Mercer Wealth, which globally has $160 billion in AUM, plans to boost its AUM in the region to $2-$3bn in the next 2-3 years from the present $1bn, said Yasir AbuShaban, a Dubai-based principal with Mercer Wealth.

Within the next two to three years, we are looking at reaching $2 to $3 billion as a conservative estimate and we do see an opportunity to do so,” said Mr AbuShaban.

Mercer does not directly make investments, but allocates clients’ money they have discretion to, to professional asset managers. They also provide advice to clients.

“We have buying power. We can negotiate on their (client’s) behalf with asset managers to provide them lower fees than they otherwise would have to get on their own,” he added.

Mercer Wealth’s clients include sovereign wealth funds, family offices, and insurance companies among others.

From its office in Dubai, Mercer also looks after Africa, India and Turkey, where they also see opportunity for growth.

Wealth creation in Middle East and Africa (MEA) grew 8.5 per cent to $8.1 trillion last year from $7.5tn in 2015, higher than last year’s global average of 6 per cent and the second-highest growth in a region after Asia-Pacific which grew 9.9 per cent, according to consultancy Boston Consulting Group (BCG). In the region, where wealth grew just 1.9 per cent in 2015 compared with 2014, a pickup in oil prices has helped in wealth generation.

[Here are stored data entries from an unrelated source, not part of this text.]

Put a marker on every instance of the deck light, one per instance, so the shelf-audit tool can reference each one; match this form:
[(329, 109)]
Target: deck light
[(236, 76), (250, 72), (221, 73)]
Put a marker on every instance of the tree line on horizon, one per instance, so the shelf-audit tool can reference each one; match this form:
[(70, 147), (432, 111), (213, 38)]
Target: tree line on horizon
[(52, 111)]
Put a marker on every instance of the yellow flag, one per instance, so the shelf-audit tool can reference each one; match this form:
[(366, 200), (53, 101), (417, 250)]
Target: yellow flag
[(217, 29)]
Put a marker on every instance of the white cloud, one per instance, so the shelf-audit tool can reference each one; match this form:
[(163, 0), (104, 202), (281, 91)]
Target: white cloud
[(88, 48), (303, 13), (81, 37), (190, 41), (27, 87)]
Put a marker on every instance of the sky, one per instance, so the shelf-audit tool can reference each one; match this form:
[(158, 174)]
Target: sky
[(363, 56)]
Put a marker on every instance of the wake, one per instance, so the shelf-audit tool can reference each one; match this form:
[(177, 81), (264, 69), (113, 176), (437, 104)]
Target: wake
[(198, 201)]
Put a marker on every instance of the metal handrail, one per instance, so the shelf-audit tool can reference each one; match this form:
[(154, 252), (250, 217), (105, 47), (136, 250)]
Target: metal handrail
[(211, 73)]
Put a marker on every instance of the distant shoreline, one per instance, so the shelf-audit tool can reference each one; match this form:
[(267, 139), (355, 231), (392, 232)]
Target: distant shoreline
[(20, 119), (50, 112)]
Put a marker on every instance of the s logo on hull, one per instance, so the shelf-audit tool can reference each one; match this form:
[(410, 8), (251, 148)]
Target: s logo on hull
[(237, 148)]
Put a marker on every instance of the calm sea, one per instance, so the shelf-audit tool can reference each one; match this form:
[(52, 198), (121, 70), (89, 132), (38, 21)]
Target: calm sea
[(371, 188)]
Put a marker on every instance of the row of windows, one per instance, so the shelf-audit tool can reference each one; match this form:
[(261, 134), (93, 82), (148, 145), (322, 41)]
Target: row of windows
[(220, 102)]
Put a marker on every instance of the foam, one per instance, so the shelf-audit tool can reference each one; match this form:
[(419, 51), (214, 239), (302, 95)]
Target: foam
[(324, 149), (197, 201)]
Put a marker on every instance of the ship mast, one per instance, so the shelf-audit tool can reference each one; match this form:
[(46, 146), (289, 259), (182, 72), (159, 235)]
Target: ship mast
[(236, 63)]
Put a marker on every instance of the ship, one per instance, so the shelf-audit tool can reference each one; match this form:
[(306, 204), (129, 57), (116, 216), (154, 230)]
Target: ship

BCG is forecasting MEA wealth will rise to $12tn by 2021, growing at an annual average of 8 per cent.

Drivers of wealth generation in the region will be split evenly between new wealth creation and growth of performance of existing assets, according to BCG.

Another general trend in the region is clients’ looking for a comprehensive approach to investing, according to Mr AbuShaban.

“Institutional investors or some of the families are seeing a slowdown in the available capital they have to invest and in that sense they are looking at optimizing the way they manage their portfolios and making sure they are not investing haphazardly and different parts of their investment are working together,” said Mr AbuShaban.

Some clients also have a higher appetite for risk, given the low interest-rate environment that does not provide enough yield for some institutional investors. These clients are keen to invest in illiquid assets, such as private equity and infrastructure.

“What we have seen is a desire for higher returns in what has been a low-return environment specifically in various fixed income or bonds,” he said.

“In this environment, we have seen a de facto increase in the risk that clients are taking in things like illiquid investments, private equity investments, infrastructure and private debt, those kind of investments were higher illiquidity results in incrementally higher returns.”

The Abu Dhabi Investment Authority, one of the largest sovereign wealth funds, said in its 2016 report that has gradually increased its exposure in direct private equity and private credit transactions, mainly in Asian markets and especially in China and India. The authority’s private equity department focused on structured equities owing to “their defensive characteristics.”